Fundraising Monitoring
From Wikitech
This page is intended to document the monitoring infrastructure that exists for the fundraising as well as keep track of desired monitoring functionality.
Contents |
Existing monitoring infrastructure
Log monitoring
Minfraud log
We currently monitor the 'minfraud' log (which gets aggregated form the payments cluster to Loudon).
- Ganglia (http://ganglia.wikimedia.org/?r=hour&c=Miscellaneous&h=loudon.wikimedia.org)
- Average risk score (as reported by MinFraud) (Ganglia)
- Number of successful transactions (Ganglia)
- Number of failed transactions (Ganglia)
Monitoring wishlist
See RT tickets #405
- Hudson
- Nagios check for alive-ness
- Nagios check for failed builds
- Note: some scripts run by Hudson need to be modified to throw a non-successful exit status when they don't complete properly (eg send/receive mail scripts for civimail)

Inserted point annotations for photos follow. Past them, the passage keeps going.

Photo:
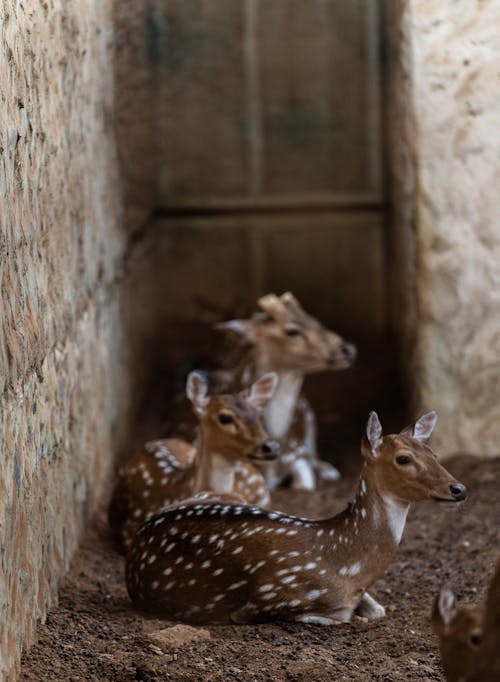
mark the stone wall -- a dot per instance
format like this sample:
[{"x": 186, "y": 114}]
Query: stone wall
[
  {"x": 65, "y": 375},
  {"x": 445, "y": 85}
]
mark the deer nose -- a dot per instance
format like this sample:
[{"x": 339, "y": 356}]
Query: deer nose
[
  {"x": 270, "y": 449},
  {"x": 458, "y": 491},
  {"x": 349, "y": 351}
]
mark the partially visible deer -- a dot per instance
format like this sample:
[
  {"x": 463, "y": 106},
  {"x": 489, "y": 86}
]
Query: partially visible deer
[
  {"x": 171, "y": 470},
  {"x": 215, "y": 563},
  {"x": 284, "y": 339},
  {"x": 469, "y": 635}
]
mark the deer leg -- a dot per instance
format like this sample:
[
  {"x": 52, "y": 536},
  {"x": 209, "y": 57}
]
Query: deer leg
[
  {"x": 312, "y": 619},
  {"x": 369, "y": 608},
  {"x": 302, "y": 473},
  {"x": 326, "y": 471},
  {"x": 246, "y": 614}
]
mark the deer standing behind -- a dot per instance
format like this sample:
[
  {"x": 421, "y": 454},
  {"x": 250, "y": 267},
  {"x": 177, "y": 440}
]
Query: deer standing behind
[
  {"x": 284, "y": 339},
  {"x": 216, "y": 563},
  {"x": 170, "y": 470},
  {"x": 469, "y": 635}
]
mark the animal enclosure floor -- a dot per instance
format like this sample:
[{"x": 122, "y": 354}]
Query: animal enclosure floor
[{"x": 94, "y": 634}]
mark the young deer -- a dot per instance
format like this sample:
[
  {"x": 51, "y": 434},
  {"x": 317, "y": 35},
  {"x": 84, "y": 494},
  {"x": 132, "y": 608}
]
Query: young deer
[
  {"x": 214, "y": 563},
  {"x": 284, "y": 339},
  {"x": 171, "y": 470},
  {"x": 469, "y": 636}
]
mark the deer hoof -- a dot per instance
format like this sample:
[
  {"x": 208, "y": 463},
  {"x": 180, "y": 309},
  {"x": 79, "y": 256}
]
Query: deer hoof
[
  {"x": 369, "y": 608},
  {"x": 327, "y": 472}
]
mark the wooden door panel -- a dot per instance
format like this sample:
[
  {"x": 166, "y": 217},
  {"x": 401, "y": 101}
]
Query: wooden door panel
[{"x": 269, "y": 102}]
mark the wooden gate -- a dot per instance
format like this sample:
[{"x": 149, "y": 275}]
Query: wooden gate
[{"x": 270, "y": 127}]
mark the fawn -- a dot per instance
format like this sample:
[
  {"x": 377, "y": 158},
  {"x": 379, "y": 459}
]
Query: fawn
[
  {"x": 171, "y": 470},
  {"x": 469, "y": 636},
  {"x": 284, "y": 339},
  {"x": 215, "y": 563}
]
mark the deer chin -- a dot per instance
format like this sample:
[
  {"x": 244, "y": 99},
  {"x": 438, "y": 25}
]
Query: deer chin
[
  {"x": 341, "y": 363},
  {"x": 444, "y": 499}
]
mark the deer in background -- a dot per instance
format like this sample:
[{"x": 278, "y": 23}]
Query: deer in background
[
  {"x": 216, "y": 563},
  {"x": 469, "y": 635},
  {"x": 284, "y": 339},
  {"x": 170, "y": 470}
]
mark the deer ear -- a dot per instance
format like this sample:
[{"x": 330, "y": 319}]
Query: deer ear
[
  {"x": 262, "y": 390},
  {"x": 422, "y": 428},
  {"x": 273, "y": 306},
  {"x": 445, "y": 607},
  {"x": 373, "y": 434},
  {"x": 197, "y": 391}
]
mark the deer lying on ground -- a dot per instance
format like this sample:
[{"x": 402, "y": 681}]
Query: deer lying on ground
[
  {"x": 469, "y": 636},
  {"x": 215, "y": 563},
  {"x": 171, "y": 470},
  {"x": 286, "y": 340}
]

- Ganglia graphs for build success/failiure
- Nagios check for too many files in build folders (if the limit of 63999 gets hit, builds will fail)
- ActiveMQ
- Nagios check for queues filling up too fast
- Ganglia graphs for message volume in various queues
- Service communication times
- Ganglia graphs for communication timings with PayPal and MaxMind
- Nagios checks for timeouts/unacceptably high communication times
- 3rd party service accessibility from payments cluster
- Nagios check for communications access to MaxMind/PayPal